Breach of planning control — Construction of artificial sports pitch without planning permission — Enforcement notice issued requiring removal of pitch — Public inquiry — Inspector reporting that no evidence that sports centre unviable without pitch — Question of viability was material factor — Secretary of State dismissing appeal — High Court remitting decision for reconsideration

The applicant appealed under section 174(2)(a) and (f) of the Town and Country Planning Act 1990 against an enforcement notice issued by Trafford Borough Council. The breach of planning control alleged in the notice was the construction and laying out without planning permission of an artificial surface sports pitch of approximately 6,800 m2 together with footings and cables for lighting columns. The notice required cessation of use of the surface and its removal. A public inquiry was held into an appeal against the notice. The inspector identified the main issue as the effect of use of the artificial surface on the adjoining residents in terms of noise and disturbance having regard to the general support for sports facilities in local and national planning policies. The Secretary of State dismissed an appeal against the notice but the applicant appealed to the High Court. It argued that the inspector had determined that some level of use was acceptable, but failed to determine any appropriate level of use and decided that removal of the pitch was required but gave no adequate reasons why he reached that conclusion.

Held The decision was remitted to the Secretary of State for reconsideration.

1. Despite evidence that a requirement to remove the pitch might prejudice the future of the club, the inspector had made no reference to that evidence and proceeded on the basis that the club would continue in existence after removal of the surface.
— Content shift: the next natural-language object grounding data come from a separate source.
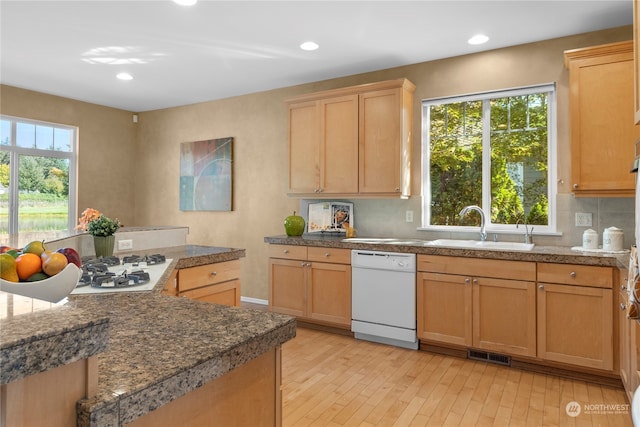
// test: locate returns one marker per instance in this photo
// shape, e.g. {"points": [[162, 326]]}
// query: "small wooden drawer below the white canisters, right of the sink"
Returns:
{"points": [[572, 274]]}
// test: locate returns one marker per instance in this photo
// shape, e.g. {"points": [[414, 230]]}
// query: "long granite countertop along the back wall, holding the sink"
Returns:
{"points": [[555, 254]]}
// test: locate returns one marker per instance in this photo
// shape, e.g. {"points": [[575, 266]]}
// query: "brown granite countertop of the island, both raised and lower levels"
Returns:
{"points": [[151, 348]]}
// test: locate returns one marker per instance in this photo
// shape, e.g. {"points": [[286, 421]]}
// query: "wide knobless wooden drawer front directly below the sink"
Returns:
{"points": [[478, 267]]}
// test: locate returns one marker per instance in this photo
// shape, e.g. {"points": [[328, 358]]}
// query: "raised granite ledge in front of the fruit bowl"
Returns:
{"points": [[36, 341]]}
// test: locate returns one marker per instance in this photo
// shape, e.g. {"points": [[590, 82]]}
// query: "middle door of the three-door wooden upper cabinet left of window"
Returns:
{"points": [[339, 145]]}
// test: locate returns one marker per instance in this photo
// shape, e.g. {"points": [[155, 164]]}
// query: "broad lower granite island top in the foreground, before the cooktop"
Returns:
{"points": [[161, 347]]}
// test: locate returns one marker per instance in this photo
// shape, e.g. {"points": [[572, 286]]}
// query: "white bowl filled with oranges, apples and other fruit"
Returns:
{"points": [[36, 272]]}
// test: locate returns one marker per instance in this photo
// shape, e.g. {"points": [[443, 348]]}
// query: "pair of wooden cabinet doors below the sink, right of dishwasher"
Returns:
{"points": [[485, 313]]}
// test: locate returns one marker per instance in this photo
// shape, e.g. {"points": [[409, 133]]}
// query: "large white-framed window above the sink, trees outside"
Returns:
{"points": [[491, 150]]}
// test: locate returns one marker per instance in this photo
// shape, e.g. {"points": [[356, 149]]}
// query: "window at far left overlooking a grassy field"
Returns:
{"points": [[37, 179]]}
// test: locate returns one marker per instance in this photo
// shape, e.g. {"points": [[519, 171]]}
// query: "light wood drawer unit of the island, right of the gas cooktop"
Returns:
{"points": [[217, 283]]}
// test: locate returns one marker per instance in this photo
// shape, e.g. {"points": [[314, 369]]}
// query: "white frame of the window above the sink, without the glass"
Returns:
{"points": [[552, 173]]}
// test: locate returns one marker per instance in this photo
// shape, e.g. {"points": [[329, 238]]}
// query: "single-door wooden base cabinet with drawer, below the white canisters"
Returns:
{"points": [[575, 315]]}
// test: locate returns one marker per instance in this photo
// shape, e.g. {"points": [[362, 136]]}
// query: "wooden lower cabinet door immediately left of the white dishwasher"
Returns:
{"points": [[329, 293]]}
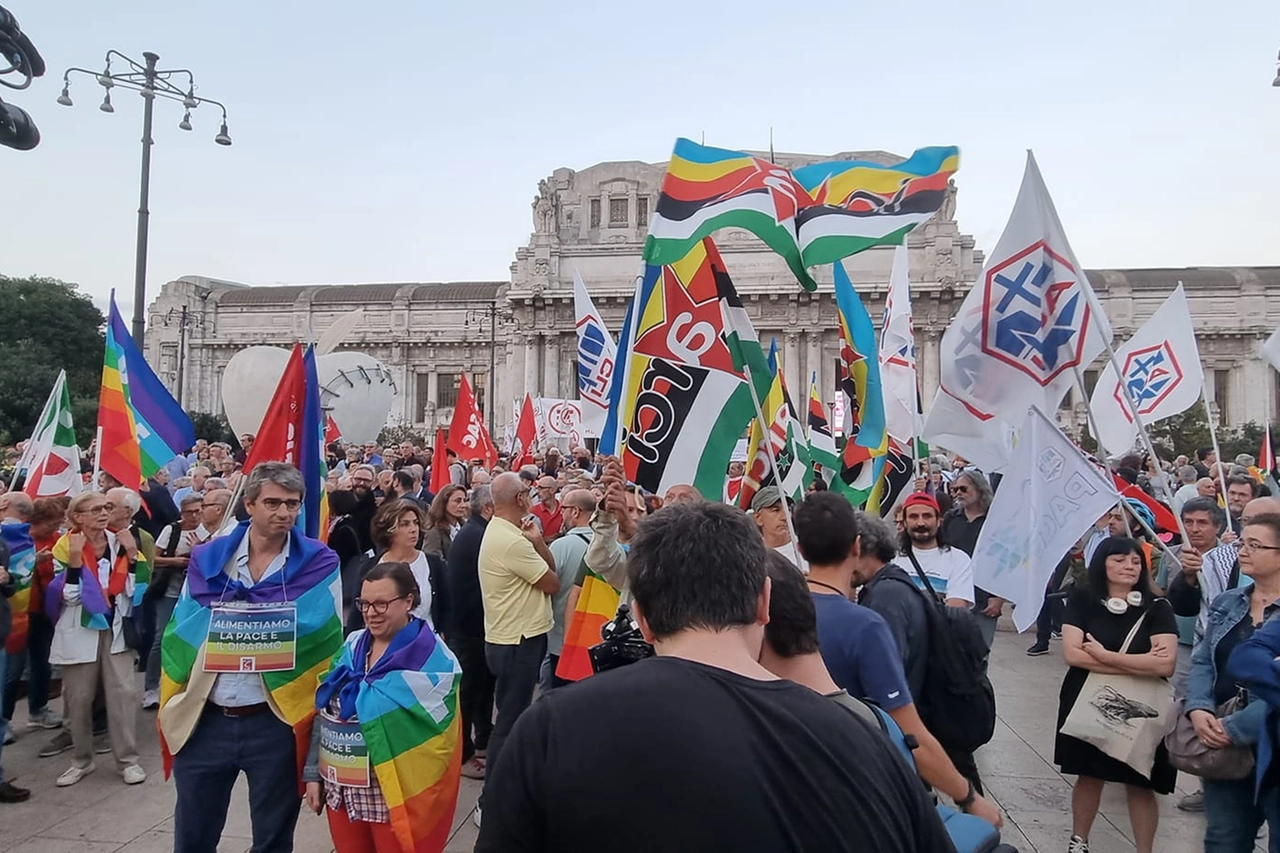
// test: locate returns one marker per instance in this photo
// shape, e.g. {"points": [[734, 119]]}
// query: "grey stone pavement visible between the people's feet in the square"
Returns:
{"points": [[102, 815]]}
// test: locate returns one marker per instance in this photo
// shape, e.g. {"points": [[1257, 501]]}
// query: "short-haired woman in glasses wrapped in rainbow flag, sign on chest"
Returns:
{"points": [[386, 752]]}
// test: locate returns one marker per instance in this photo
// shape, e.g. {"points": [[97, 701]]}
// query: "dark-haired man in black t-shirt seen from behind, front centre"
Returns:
{"points": [[701, 749]]}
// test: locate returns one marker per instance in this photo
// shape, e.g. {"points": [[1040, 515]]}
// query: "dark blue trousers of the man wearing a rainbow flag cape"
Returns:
{"points": [[207, 768]]}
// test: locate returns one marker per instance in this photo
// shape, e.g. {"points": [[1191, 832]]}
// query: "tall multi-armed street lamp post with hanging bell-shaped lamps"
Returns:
{"points": [[150, 83]]}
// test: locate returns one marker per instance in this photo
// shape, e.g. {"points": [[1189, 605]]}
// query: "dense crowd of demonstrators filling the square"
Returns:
{"points": [[772, 635]]}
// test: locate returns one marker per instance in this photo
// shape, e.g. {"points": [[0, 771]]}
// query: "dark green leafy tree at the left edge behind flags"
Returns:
{"points": [[49, 326]]}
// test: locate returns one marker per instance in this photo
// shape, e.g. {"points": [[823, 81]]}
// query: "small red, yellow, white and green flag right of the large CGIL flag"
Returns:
{"points": [[781, 437]]}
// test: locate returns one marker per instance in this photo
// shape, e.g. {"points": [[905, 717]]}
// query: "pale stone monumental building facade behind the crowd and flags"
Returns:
{"points": [[593, 222]]}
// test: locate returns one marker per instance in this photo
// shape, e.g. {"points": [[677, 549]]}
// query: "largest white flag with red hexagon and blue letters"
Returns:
{"points": [[1025, 327]]}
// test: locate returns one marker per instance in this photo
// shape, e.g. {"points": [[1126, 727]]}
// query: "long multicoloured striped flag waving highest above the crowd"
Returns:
{"points": [[815, 216]]}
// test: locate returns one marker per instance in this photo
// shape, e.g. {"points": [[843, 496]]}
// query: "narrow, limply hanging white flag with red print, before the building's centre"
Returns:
{"points": [[898, 354]]}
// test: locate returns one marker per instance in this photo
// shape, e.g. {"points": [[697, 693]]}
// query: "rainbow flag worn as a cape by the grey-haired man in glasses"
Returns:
{"points": [[309, 581]]}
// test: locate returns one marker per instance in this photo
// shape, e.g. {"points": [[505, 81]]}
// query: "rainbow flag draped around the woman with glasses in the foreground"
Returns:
{"points": [[408, 708]]}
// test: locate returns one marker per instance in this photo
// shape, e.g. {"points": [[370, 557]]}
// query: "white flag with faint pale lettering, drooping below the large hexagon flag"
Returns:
{"points": [[1049, 498]]}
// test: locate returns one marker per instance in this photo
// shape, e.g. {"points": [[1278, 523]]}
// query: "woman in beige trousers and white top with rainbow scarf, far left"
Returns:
{"points": [[89, 601]]}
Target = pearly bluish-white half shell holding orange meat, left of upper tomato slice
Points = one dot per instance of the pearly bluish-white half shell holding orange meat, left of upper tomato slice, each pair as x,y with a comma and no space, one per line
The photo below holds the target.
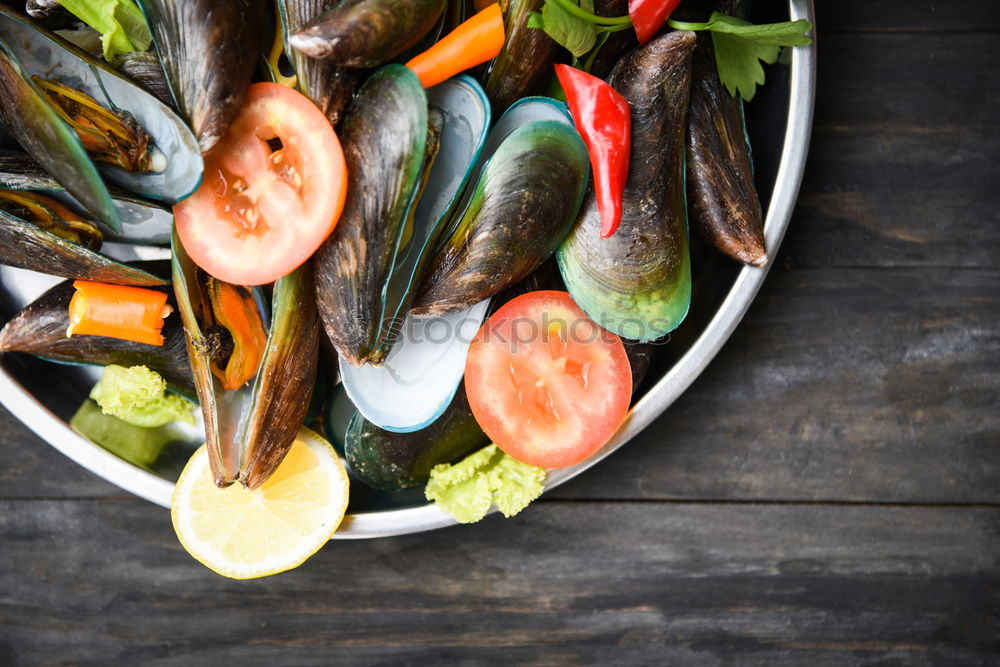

He reported that there was no evidence that the sports centre would become unviable. Consequently there had been a failure to take account of a material matter which affected the whole balance of the decision.

2. While it was well settled that decision letters should not be scrutinised as if they were statutes, the fact was that the inspector was reporting the absence of evidence on viability, not the quality of such evidence. There was no justification for reversing the clear meaning of the inspector’s words by inserting the word “conclusive” so as to qualify the word “evidence”.

3. Viability was a relevant issue in the circumstances that policy supported the provision of sports facilities; it was a material factor, bearing on the whole balance of the decision, which had not been taken into account by the inspector.

Robert Carnwath QC and John Litton (instructed by Sharpe Pritchard, London agents for Jones Maidment Wilson, of Altrincham) appeared for the appellants; David Holgate (instructed by the Treasury Solicitor) appeared for the Secretary of State for the Environment.